HER-2/neu expression and prognosis in breast cancer
Dept. of Interdisciplinary Oncology, University of South Florida, H. Lee Moffitt Cancer Center & Research Institute, Tampa, FL, United States
Introduction/Aim: The HER-2/neu oncogene, related to EGFR, is overexpressed/amplified in a significant minority of human invasive breast cancers. Gene amplification and/or protein expression has been evaluated in normal breast epithelium, hyperplasia and in in-situ and invasive breast cancers. Its prognostic value in the latter has been extensively studied.

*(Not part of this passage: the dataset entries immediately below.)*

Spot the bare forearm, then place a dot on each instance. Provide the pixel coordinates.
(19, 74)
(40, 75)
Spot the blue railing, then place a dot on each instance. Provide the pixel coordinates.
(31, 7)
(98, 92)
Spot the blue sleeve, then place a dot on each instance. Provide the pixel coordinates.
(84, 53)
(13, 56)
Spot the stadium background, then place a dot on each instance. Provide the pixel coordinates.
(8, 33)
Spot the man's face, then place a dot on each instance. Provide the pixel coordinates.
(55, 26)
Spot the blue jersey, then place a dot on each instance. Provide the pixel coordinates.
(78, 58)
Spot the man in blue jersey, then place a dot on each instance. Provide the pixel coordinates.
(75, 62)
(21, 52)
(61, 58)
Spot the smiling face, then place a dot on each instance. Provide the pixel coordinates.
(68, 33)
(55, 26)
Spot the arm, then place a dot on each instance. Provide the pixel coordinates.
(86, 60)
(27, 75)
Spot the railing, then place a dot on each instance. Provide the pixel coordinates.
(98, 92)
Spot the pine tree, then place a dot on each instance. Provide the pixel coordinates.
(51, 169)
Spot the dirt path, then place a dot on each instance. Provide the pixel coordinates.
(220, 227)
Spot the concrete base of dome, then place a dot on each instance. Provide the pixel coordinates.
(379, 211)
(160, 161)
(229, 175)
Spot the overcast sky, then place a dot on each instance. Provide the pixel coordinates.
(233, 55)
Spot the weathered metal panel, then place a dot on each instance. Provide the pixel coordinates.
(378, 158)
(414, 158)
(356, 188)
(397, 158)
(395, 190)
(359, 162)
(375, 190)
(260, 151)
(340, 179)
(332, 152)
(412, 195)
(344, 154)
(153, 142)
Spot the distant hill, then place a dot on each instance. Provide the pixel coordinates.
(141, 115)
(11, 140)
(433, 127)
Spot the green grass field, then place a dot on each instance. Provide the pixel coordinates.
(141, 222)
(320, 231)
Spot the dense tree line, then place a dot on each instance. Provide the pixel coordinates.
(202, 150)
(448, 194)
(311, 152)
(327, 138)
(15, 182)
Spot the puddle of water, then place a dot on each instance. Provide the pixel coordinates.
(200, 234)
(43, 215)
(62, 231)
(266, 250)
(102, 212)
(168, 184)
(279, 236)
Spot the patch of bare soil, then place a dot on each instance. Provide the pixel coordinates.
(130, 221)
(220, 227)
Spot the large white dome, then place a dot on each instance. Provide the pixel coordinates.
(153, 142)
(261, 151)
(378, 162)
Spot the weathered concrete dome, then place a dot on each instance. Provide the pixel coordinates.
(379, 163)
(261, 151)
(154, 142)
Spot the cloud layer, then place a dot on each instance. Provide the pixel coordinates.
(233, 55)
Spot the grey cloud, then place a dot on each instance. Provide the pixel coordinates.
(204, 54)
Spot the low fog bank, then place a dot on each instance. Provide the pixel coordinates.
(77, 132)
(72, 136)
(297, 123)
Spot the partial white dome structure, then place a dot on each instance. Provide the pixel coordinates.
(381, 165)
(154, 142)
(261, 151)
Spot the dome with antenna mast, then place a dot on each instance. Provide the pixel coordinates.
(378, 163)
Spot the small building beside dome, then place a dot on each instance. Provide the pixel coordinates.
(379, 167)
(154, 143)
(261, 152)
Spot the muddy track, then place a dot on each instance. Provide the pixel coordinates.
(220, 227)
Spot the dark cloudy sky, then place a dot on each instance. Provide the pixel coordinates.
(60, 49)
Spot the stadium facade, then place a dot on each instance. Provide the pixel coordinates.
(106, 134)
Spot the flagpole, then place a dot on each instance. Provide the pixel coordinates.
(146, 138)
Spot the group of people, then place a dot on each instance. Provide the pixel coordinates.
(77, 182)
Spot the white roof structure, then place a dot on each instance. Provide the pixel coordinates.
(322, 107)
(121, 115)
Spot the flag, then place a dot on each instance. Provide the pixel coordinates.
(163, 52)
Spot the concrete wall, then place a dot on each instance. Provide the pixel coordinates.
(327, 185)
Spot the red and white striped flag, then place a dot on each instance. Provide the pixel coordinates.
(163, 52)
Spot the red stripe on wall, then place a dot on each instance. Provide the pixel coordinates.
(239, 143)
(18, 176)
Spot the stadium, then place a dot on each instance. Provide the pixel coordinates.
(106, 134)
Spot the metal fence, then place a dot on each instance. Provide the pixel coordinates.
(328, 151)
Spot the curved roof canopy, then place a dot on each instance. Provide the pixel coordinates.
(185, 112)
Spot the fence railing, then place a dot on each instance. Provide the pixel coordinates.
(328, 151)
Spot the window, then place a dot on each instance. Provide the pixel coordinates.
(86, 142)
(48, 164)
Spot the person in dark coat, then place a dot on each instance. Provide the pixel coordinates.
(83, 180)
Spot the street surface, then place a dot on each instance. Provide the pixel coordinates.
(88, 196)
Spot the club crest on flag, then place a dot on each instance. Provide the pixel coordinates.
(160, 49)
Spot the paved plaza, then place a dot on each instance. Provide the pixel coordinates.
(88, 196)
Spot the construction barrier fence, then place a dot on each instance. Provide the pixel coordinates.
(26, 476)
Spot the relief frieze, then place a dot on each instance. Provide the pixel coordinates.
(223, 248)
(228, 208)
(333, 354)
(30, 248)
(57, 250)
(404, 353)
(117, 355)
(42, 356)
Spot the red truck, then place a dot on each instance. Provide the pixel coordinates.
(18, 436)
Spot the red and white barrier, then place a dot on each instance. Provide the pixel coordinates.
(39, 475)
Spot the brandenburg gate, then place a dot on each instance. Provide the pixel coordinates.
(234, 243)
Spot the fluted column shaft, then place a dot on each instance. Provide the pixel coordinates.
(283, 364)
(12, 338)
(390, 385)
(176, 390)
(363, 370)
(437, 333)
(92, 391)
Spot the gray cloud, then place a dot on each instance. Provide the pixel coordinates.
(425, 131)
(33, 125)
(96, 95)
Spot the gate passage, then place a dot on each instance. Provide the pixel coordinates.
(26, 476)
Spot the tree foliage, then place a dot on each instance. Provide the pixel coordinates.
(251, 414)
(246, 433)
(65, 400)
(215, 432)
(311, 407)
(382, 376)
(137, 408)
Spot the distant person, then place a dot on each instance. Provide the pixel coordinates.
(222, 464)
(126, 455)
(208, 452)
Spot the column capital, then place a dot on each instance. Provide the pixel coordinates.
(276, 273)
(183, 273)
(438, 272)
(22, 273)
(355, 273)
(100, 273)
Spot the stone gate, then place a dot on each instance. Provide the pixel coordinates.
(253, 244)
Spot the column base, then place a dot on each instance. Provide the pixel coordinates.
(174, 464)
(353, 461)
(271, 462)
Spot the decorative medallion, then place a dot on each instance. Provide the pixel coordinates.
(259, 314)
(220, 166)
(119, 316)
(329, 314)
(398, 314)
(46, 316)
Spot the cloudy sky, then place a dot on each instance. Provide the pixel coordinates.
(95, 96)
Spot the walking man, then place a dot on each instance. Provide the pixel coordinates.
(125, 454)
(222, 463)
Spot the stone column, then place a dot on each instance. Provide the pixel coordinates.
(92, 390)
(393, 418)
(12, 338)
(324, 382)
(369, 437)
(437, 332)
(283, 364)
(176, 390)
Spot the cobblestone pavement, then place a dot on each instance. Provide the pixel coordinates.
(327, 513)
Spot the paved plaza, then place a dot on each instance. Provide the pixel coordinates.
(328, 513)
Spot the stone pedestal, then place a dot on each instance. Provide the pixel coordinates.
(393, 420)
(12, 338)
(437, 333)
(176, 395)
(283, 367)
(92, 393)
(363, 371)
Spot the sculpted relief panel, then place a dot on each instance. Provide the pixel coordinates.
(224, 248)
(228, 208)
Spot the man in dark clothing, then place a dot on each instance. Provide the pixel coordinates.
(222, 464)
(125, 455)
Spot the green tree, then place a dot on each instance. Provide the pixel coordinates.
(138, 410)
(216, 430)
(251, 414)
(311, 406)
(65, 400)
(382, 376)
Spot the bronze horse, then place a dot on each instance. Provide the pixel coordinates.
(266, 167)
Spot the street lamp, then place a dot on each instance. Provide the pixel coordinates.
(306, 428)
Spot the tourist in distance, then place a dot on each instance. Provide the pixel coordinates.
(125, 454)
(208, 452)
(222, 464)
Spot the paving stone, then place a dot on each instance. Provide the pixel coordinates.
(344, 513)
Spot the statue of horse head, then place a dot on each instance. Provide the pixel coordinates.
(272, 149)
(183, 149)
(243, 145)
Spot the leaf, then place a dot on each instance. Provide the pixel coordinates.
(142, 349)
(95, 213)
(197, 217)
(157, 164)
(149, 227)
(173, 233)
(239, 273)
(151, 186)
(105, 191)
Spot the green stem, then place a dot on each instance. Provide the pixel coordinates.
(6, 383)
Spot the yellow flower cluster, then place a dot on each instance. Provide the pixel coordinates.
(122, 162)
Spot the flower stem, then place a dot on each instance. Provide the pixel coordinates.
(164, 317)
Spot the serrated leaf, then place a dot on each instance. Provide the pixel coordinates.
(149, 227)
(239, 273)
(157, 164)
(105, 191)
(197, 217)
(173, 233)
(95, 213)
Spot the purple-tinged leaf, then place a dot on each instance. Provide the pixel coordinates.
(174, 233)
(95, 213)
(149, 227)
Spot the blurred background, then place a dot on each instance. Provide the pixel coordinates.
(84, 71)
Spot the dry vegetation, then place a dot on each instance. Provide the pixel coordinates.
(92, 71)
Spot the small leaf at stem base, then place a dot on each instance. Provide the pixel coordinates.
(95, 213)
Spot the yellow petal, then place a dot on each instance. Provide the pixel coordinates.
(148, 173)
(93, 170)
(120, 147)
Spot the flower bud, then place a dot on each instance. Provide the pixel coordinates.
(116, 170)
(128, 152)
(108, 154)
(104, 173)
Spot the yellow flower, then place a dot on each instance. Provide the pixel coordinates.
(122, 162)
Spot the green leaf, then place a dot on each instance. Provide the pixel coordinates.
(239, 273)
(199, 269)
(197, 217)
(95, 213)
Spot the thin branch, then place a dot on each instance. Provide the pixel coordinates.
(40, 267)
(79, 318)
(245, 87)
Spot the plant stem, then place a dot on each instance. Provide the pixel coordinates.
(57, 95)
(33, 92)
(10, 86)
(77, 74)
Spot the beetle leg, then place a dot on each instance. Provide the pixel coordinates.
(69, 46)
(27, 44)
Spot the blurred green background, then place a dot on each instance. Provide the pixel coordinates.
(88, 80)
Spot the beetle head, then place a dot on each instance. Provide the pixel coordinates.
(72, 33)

A variety of testing modalities for HER-2/neu are currently used. Materials and Methods/Results: A review of published articles have reported these significant findings: 1) Normal breast epithelium/duct hyperplasia: No amplification 2) Atypical ductal hyperplasia/low grade DCIS: Variable expression; less significantly less than high grade DCIS 3) High grade DCIS: Expressed more often than in invasive tumors. Less often expressed with ER+, PR+ tumors. Recent report of protein overexpression associated with a greater risk of breast cancer recurrence. 4) LCIS/invasive lobular carcinoma: Few data, but over-expression is rare in ILC. 5) Invasive cancer (“early” stages): About 20 % over-expressed. Generally associated with impaired survival, especially in node positive disease. 6) Metastatic cancer: About 30% over-expressed. Associated with relative resistance to tamoxifen, shorter survival, and high incidence of brain metastases. 7) Patient with strongly over-expressing HER-2/neu invasive breast cancer more likely to respond to antracycline-based chemotherapy and to trastuzumab in metastatic setting. The adjuvant use of trastuzumab in high-risk breast cancer patients is presently under study in clinical trials. Conclusion: HER-2/neu over-expression is of clinical value in assessing prognosis and choice of treatment for invasive breast cancers, particularly with the availability of trastuzumab. The clinical relevance of over-expression in ADH and DCIS remains to be clarified.
Paper presented at the International Symposium on Predictive Oncology and Intervention Strategies; Nice, France; February 7 - 10, 2004; in plenary session 801 (Predictive markers & validation).